How come people say “Would of”? [duplicate]

I often read the expression “would of” used instead of “would have”. Each time I read it I get annoyed so I googled it and found out -as I expected- that it is an incorrect way to say “would have”. Now, there are a lot of brilliant slang words/expressions, so my question is, why do people use this one? It’s so annoying to read, stupid and clearly wrong, it is pointless, why did they come up with this expression?


Edit: I don't think my question is a duplicate as I didn't ask how can somebody use it (since I know it's incorrect and I know that I can use it with commas giving it a different meaning) but I asked why and how people came up with this expression.


Solution 1:

Correction: what annoys you is people writing “would of” when they are saying /ˈwʊdəv/, which is the standard pronunciation of the contraction would’ve.

The vowel of the preposition “of” is almost always reduced in actual speech, yielding /əv/. Thus “would’ve” and “would of” are homophones. So no surprise that some people spell it that way, even though it makes no grammatical sense.

Would’ve can be even further reduced to /ˈwʊdə/, which some people spell woulda as a kind of phonetic eye dialect to represent actual speech or set an informal tone.

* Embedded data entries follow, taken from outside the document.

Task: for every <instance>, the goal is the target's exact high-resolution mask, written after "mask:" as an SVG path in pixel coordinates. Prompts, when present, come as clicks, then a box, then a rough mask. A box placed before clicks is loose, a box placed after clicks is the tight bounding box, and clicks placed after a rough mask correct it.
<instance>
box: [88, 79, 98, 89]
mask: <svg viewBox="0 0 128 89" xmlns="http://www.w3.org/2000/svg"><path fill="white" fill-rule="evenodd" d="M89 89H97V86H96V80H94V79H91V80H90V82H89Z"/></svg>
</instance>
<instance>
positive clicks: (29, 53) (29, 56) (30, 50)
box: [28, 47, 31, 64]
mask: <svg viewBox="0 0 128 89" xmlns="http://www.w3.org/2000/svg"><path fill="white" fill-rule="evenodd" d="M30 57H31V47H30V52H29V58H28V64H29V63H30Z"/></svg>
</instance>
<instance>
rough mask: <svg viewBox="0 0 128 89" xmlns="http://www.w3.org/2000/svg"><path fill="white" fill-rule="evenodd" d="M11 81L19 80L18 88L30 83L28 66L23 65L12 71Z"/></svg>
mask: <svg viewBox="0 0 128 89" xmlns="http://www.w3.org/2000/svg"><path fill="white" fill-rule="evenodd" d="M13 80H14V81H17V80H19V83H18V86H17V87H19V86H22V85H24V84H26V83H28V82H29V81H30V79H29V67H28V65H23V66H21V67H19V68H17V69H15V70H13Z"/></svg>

The same goes for the modals, shoulda, coulda, musta.

Spelling as it sounds can yield amusing results:

Along the way the details of his past are sordid out and he realizes that what he once thought about his parents isn't the truth at all. — Amazon.com Review.

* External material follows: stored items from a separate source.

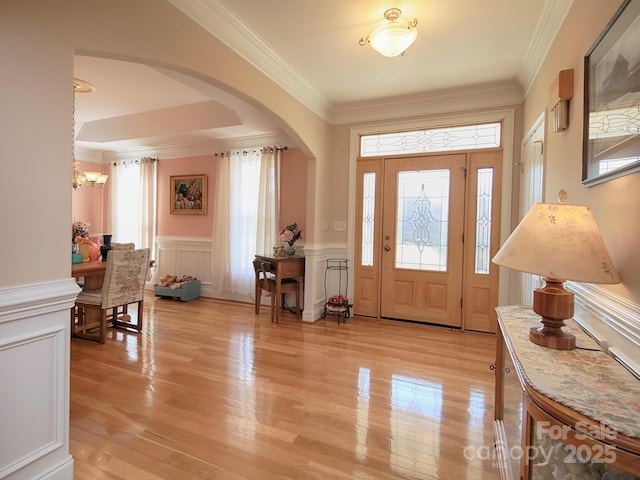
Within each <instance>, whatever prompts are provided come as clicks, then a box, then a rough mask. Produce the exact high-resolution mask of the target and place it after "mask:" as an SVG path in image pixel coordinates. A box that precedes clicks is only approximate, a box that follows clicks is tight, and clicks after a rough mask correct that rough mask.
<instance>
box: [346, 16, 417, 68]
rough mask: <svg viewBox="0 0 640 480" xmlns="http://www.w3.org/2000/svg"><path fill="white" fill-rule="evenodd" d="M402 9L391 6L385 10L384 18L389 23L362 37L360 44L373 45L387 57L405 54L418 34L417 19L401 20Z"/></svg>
mask: <svg viewBox="0 0 640 480" xmlns="http://www.w3.org/2000/svg"><path fill="white" fill-rule="evenodd" d="M401 15H402V10H400V9H399V8H390V9H388V10H387V11H385V12H384V18H385V20H387V21H388V22H389V23H387V24H385V25H382V26H381V27H378V28H376V29H375V30H374V31H373V33H371V35H367V36H366V37H361V38H360V41H359V42H358V43H359V44H360V46H365V45H371V47H372V48H373V49H374V50H375V51H377V52H378V53H379V54H380V55H384V56H385V57H397V56H398V55H404V53H405V51H406V50H407V48H409V47H410V46H411V44H412V43H413V42H414V41H415V40H416V38H417V36H418V30H416V25H418V20H417V19H415V18H414V19H411V20H408V21H404V22H400V21H399V19H400V16H401Z"/></svg>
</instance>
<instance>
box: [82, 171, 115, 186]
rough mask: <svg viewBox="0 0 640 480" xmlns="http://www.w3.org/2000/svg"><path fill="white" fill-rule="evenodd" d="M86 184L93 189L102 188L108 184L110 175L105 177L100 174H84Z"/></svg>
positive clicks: (88, 172)
mask: <svg viewBox="0 0 640 480" xmlns="http://www.w3.org/2000/svg"><path fill="white" fill-rule="evenodd" d="M84 178H85V183H88V184H89V185H91V186H92V187H98V188H102V187H104V184H105V183H107V179H108V178H109V175H104V174H102V173H100V172H84Z"/></svg>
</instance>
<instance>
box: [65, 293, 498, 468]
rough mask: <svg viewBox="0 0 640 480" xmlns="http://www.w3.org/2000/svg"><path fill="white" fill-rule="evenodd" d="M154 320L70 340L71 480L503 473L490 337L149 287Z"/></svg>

A speaker of British English, of course, would never write sorted in this manner, but with an American flapped t, it’s a perfect fit.

Solution 2:

"Would of" is a garden variety malapropism (Wikipedia - Malapropism).

Some more interesting malapropisms are "tantrum bicycle" instead of tandem bicycle, "Alcoholics Unanimous" instead of Alcoholics Anonymous, "a vast suppository of information" instead of repository of information, "Miss-Marple-ism" instead of malapropism¹ and Mike Tyson's "I might fade into Bolivian" instead of oblivion (these are all borrowed from that same Wikipedia article).

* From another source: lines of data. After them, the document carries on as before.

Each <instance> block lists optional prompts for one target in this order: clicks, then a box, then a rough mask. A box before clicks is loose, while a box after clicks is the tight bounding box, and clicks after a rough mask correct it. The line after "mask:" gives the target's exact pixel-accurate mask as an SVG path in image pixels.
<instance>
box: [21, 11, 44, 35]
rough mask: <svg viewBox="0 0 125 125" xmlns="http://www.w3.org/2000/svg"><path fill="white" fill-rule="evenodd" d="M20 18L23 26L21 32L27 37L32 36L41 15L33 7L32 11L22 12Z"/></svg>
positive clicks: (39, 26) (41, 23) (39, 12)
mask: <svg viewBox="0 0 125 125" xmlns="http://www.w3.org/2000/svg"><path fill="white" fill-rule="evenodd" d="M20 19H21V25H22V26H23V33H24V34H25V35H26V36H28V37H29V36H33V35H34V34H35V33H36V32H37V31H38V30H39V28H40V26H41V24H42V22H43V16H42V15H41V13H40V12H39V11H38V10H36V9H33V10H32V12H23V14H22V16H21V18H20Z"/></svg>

The basic idea is that no one has perfect knowledge of any language, not even the ones they speak natively. We hear things incorrectly and then repeat the mistake.

We know that English speakers often contract "would have" into "would've." This is pronounced identically (in some dialects) to "would of," so the mistake is easy to make.


¹ This one seems too perfect to be a complete mistake. The "miss" sound is totally absent from "malapropism" and the term, for those who didn't follow the Wikipedia link, comes from a character named Mrs Malaprop. It seems unlikely that the supposed speaker of "Miss-Marple-ism" wasn't aware, at least subconsciously, of the correct word, or at least its origins. In which case, this neologism may really be an eggcorn.